Clustering Algorithms: An Investigation of K-mean and DBSCAN on Different Datasets
Keywords:
Unsupervised machine learning; Clustering algorithms; DB-SCAN; K-Means; Classifiers;Abstract
The branch of artificial intelligence that studies computer techniques that allow systems to learn autonomously and deliver outcomes based on past experience without being programmed. Supervised and unsupervised machine learning are major categories. Our research focuses on unsupervised learning with unlabeled data. Clustering is an unsupervised learning method that groups unlabeled data items by similarity. Several studies have compared clustering algorithms based on complexity, performance, and the impact of cluster number on performance. To our knowledge, no study has evaluated clustering methods on small and large datasets. A detailed study was conducted to evaluate DB-SCAN and K-Means algorithms on small and large datasets.
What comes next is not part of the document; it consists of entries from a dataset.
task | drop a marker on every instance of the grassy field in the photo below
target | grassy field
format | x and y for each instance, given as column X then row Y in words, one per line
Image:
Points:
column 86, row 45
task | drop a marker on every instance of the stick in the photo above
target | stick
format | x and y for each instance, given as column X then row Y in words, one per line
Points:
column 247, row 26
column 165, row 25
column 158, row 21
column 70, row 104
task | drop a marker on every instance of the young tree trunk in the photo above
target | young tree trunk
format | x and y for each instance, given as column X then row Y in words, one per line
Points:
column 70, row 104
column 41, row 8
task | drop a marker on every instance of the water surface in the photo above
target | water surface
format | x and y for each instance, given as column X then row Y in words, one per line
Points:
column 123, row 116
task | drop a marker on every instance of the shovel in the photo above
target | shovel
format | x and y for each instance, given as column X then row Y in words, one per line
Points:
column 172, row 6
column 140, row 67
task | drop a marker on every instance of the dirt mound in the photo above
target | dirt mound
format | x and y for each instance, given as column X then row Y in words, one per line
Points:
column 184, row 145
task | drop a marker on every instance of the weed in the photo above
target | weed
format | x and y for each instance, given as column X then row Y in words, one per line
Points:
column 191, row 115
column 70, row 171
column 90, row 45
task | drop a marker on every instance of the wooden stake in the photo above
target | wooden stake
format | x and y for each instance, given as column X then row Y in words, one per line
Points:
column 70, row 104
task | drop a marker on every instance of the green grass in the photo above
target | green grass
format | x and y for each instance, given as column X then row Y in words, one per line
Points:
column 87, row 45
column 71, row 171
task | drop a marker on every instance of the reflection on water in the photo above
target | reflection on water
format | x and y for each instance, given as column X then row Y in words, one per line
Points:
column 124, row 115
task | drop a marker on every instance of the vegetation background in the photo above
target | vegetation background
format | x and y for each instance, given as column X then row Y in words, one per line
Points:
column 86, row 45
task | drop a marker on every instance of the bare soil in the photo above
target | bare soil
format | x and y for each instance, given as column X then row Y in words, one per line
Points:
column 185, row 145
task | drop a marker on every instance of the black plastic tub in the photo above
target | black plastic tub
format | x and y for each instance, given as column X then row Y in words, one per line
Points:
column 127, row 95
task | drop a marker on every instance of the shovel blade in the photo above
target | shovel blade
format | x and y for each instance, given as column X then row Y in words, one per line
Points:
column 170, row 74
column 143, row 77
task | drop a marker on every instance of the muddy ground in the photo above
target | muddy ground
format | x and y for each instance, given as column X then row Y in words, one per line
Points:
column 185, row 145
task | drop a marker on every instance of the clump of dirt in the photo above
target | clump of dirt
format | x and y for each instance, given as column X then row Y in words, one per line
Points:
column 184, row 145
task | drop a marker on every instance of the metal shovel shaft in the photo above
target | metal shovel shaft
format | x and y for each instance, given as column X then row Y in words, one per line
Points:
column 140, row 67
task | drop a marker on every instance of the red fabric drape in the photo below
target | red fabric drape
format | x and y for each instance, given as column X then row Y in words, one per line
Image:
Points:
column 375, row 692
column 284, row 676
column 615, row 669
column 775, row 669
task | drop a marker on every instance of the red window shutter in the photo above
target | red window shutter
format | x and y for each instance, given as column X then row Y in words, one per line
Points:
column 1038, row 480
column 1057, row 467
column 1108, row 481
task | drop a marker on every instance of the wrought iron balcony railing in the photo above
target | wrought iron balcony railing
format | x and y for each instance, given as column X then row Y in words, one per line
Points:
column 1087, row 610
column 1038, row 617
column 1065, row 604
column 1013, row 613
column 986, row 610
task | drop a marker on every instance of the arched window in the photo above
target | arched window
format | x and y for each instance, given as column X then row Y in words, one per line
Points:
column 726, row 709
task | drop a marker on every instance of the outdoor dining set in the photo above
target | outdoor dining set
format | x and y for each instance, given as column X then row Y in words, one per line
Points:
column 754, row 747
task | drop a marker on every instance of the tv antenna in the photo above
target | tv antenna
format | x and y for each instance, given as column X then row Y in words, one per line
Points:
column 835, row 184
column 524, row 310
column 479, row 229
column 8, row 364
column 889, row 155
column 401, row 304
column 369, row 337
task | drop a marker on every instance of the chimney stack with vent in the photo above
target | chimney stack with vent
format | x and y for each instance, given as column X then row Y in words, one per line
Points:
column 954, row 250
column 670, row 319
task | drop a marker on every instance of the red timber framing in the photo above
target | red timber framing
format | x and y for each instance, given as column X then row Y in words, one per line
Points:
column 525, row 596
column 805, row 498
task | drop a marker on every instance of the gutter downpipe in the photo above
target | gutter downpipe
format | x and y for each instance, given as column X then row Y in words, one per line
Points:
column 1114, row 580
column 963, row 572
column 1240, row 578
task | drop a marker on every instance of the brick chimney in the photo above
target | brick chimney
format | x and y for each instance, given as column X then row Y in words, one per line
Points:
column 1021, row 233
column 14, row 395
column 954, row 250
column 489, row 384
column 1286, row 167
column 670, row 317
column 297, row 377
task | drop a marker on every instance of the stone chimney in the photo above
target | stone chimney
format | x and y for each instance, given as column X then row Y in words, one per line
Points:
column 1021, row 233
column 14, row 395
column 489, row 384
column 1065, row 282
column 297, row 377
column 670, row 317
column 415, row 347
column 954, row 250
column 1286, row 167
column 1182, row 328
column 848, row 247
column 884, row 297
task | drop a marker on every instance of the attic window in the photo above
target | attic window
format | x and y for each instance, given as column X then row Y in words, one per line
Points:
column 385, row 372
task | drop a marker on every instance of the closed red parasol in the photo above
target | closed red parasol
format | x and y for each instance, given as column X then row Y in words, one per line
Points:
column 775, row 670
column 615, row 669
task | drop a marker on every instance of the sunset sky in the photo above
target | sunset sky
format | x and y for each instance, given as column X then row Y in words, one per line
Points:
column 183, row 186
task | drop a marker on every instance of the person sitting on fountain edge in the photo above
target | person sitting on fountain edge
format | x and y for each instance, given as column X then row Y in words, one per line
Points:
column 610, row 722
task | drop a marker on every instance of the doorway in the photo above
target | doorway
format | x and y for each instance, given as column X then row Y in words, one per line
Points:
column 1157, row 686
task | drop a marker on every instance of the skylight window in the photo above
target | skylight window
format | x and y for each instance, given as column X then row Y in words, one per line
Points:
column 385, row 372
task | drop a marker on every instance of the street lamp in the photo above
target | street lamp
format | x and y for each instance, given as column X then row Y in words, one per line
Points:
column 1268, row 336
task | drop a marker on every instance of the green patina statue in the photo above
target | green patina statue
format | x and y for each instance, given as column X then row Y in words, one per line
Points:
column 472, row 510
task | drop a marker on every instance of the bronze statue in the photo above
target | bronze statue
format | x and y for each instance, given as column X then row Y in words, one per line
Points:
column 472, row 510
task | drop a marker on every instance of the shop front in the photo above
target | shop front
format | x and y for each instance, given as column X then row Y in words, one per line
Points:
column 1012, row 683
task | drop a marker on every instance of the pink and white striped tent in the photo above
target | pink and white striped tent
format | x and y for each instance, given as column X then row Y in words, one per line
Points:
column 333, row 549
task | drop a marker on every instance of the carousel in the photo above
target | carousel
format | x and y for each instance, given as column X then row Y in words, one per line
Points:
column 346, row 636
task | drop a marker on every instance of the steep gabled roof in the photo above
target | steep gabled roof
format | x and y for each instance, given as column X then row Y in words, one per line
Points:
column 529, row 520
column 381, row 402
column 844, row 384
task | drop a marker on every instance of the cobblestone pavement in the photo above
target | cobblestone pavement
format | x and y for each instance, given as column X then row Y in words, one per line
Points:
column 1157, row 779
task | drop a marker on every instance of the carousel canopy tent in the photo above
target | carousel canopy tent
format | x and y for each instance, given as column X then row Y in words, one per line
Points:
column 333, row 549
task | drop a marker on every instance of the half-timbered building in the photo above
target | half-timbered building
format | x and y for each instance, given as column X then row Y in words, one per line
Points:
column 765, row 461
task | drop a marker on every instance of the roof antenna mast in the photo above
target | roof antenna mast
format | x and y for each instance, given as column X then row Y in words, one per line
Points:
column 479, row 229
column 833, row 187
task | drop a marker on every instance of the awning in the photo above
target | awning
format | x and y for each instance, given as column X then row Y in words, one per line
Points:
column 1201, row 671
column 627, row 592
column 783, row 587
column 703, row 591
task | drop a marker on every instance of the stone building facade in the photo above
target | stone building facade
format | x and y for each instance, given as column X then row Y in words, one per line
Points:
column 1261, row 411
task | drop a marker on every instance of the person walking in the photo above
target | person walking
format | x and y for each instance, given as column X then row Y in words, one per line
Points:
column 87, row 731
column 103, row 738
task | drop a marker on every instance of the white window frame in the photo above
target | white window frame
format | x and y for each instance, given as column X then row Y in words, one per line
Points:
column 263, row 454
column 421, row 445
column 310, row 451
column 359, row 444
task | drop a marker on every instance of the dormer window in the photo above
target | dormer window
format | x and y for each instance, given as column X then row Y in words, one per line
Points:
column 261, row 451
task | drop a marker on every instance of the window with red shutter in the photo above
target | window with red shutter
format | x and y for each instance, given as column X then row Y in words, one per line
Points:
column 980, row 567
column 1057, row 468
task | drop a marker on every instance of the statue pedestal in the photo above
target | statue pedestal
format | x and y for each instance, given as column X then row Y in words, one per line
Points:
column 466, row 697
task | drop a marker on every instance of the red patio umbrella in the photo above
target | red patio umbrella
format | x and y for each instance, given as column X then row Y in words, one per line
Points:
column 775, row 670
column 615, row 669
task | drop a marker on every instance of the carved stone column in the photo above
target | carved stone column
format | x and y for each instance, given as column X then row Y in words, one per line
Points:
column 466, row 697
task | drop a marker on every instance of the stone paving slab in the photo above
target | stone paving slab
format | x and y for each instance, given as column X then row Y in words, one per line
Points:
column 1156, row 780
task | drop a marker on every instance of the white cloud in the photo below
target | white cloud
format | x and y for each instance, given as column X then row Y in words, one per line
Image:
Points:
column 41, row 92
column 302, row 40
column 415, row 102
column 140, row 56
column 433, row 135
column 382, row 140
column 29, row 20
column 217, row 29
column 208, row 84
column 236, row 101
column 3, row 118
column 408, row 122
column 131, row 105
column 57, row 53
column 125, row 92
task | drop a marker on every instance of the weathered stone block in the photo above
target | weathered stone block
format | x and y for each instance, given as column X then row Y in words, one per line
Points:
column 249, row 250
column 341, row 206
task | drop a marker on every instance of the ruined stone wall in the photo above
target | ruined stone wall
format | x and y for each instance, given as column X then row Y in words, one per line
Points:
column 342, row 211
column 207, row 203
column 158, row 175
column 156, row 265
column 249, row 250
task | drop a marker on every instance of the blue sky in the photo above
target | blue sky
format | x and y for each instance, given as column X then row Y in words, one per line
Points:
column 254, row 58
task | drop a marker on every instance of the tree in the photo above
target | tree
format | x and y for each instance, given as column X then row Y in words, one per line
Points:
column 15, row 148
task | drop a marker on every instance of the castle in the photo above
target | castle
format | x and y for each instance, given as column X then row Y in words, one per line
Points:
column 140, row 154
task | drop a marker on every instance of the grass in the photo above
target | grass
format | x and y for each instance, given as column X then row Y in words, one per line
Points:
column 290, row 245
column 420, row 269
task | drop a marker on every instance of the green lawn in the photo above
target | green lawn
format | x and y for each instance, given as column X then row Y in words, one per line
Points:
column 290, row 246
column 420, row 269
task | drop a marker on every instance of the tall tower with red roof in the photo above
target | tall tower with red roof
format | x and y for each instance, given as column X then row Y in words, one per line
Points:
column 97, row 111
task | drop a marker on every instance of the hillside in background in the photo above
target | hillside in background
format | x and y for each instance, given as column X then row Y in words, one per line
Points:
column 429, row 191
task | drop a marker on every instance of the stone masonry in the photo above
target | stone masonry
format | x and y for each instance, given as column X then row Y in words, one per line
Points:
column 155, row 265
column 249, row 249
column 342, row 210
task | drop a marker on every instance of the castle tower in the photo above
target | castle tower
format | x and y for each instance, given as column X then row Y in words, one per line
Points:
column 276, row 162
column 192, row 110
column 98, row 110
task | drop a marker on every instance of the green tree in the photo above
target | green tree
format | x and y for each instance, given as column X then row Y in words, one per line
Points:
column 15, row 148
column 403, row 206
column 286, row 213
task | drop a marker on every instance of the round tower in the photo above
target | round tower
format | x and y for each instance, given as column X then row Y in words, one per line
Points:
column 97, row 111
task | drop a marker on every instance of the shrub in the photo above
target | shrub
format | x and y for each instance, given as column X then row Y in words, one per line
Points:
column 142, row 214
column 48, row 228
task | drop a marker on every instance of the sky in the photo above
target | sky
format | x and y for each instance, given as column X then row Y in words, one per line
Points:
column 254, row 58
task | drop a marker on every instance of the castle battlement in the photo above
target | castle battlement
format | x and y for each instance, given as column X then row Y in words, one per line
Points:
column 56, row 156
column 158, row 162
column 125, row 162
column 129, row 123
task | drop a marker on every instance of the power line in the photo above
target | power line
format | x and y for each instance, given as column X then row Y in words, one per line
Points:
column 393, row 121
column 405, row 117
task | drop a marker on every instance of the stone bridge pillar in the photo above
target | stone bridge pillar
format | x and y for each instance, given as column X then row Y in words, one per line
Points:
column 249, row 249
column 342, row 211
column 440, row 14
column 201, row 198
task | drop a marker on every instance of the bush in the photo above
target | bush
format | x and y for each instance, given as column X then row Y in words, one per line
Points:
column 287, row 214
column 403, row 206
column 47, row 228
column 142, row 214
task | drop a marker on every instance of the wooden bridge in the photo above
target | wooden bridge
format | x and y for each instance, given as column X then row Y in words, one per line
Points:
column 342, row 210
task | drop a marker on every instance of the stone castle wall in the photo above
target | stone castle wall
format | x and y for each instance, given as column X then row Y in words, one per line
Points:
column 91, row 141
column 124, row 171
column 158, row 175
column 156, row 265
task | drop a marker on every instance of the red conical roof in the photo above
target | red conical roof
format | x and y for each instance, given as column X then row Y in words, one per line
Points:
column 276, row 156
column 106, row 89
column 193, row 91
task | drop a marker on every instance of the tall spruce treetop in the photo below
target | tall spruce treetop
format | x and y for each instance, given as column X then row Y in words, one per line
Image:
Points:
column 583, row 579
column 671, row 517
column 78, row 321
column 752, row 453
We have collected 17 open access, publicly available machine learning heterogeneous datasets from online machine learning dataset sources such as the UCI repository, Keel, and Kaggle. The datasets are divided into small and large categories based on the number of instances in each dataset. Different preprocessing techniques are used to improve the quality of datasets. The class field is removed from the preprocessed datasets and then put into the two clustering techniques outlined above. The clustered data is analyzed using three classifiers (K-Nearest Neighbor, Support Vector Machine, and Naïve Bayes) to evaluate the clustering algorithm's performance. The accuracy of the KNN, SVM, and NB classifiers was calculated as part of the final algorithm performance study. The final analysis of tests found that the K-Means algorithm performs better on large datasets, whereas the DB-SCAN clustering technique is more efficient on small datasets.